Au camp de Strehlen, ce 25 de juin 1741
C'est l'annonce de cette Histoire qui me fait bien du plaisir, c'est ce qui n'ajoutera pas un petit laurier à ceux que vous prépare la main de l'immortalité; c'est votre gloire, en un mot, que je chéris, qui fait que je m'intéresse au Siècle de Louis XIV. Je vous admire comme philosophe, mais je vous aime bien mieux poète.
Il est sûr que, lorsque l'on sait quelques expériences physiques, que c'est à peu près à quoi se réduit toute la certitude que l'on a en philosophie.
L'un fait un roman, l'autre monte avec bien de peine et ajuste ensemble les très différentes parties d'un système.
L'histoire et la poésie donnent un champ bien plus libre à l'esprit. Il y s'agit d'objets qui sont à notre portée, de vérités, rapportées de faits, et de riantes peintures; la véritable philosophie, c'est la fermeté d'âme et la netteté d'esprit, qui nous empêche de tomber dans les erreurs vulgaires et de croire des effets sans cause. La belle poésie, c'est sans contredit la vôtre; elle contient en elle tout ce que les poètes de l'antiquité ont produit de meilleur.
C'est que vous et votre muse, vous êtes tout ce que vous voulez. Il n'est pas permis à tout le monde d'être Protée comme vous; et nous autres pauvres humains sommes obligés de nous contenter du petit talent que l'avare nature a daigné nous donner.

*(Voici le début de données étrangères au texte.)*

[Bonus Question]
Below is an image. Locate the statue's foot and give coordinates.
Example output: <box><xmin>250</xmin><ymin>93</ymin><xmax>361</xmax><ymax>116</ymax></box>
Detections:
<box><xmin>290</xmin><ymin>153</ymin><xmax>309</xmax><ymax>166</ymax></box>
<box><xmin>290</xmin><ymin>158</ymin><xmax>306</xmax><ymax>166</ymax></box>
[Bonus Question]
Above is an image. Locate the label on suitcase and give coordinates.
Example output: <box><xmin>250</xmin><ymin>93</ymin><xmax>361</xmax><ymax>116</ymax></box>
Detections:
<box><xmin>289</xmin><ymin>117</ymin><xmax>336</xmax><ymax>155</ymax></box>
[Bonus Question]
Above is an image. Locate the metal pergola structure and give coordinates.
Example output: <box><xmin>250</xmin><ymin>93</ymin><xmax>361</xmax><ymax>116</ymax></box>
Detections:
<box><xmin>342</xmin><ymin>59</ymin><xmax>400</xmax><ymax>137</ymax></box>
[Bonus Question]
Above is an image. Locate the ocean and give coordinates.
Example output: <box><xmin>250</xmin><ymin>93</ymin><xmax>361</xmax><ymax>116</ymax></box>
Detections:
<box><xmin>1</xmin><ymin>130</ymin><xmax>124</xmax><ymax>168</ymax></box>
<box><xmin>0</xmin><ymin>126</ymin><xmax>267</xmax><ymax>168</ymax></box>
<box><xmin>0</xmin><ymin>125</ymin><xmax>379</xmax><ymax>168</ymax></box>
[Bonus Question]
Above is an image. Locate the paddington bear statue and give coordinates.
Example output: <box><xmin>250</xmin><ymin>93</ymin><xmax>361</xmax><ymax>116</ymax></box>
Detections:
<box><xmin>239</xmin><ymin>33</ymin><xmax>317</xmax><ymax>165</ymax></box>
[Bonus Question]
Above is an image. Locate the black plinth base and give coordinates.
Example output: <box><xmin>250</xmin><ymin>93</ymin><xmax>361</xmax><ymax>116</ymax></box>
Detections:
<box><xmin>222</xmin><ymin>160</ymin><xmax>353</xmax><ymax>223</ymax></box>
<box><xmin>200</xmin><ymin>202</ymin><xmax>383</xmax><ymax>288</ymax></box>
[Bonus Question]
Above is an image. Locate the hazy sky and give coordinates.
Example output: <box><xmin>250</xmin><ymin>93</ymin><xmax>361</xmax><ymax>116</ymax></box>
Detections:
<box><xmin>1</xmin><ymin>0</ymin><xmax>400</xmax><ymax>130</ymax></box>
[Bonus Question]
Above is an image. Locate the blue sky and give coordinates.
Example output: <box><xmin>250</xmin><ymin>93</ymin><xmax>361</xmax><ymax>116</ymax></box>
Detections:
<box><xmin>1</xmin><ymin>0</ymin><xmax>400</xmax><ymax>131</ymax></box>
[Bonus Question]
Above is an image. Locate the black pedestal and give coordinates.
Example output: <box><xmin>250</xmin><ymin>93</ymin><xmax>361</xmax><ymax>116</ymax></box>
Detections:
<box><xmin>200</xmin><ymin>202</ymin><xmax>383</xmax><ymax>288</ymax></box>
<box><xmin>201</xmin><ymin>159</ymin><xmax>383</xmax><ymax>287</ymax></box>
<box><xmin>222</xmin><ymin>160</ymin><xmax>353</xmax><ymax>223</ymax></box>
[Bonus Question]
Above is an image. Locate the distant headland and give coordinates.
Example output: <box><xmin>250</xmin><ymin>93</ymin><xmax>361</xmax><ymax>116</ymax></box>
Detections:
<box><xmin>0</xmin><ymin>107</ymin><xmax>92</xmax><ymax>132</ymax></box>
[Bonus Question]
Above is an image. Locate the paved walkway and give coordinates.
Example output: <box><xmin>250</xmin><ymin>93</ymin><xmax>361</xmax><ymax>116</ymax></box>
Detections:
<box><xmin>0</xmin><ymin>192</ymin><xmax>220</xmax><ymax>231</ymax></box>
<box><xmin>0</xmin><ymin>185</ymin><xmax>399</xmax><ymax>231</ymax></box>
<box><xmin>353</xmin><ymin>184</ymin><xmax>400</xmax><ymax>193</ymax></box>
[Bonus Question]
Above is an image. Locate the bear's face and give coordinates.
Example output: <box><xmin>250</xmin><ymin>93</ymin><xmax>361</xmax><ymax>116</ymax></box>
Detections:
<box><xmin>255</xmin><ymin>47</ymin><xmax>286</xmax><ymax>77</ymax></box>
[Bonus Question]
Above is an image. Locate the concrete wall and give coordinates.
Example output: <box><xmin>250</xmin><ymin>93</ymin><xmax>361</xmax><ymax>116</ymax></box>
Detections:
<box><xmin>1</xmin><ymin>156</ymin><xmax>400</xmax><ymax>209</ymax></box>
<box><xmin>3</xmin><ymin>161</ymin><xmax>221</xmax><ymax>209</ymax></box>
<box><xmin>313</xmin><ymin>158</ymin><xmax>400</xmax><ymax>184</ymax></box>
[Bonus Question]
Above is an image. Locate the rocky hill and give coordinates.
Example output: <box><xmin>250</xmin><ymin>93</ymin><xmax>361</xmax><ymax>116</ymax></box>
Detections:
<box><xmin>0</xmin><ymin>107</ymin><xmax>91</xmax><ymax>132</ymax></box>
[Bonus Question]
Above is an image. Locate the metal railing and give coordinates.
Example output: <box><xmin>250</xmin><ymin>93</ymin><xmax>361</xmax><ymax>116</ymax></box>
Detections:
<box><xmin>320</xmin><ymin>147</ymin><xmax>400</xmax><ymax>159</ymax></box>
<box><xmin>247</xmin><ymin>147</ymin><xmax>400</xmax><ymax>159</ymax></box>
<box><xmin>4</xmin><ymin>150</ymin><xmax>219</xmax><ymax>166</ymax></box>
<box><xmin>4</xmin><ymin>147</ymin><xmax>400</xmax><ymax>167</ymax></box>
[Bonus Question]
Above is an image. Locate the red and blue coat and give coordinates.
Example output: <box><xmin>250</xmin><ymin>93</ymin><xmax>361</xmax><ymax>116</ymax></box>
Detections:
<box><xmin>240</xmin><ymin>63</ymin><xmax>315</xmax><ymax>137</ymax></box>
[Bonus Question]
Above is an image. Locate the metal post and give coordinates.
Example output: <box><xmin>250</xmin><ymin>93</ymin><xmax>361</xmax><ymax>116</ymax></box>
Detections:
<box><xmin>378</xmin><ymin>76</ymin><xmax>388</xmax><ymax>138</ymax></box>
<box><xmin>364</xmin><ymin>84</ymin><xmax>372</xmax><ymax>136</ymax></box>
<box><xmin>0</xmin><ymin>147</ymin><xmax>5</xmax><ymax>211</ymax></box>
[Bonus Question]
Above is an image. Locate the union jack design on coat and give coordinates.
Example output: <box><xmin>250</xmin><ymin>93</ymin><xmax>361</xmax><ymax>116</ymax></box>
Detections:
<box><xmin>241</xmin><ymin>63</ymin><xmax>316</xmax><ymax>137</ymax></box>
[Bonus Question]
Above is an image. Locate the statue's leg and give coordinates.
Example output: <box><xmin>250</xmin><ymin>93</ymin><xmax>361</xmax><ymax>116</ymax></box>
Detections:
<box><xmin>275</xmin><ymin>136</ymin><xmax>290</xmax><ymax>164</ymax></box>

Je ne puis vous mander des nouvelles de ce camp, où nous sommes les gens les plus tranquilles du monde. Ce sont nos hussards qui pendant l'intermezzo font les héros de la pièce tandis que les ambassadeurs me haranguent, qu'on fait les Silésiens cocus et que la plupart des fainéants sont désœuvrés.
Le pauvre Césarion est malade à Berlin, où je l'ai renvoyé pour se guérir; et Jourdan qui vient d'arriver de Breslau, est tout fatigué du voyage.
Bien des compliments à la marquise; quant à vous, je pense bien que vous devez être persuadé de la parfaite estime et de l'amitié que j'aurai toujours pour vous. Adieu.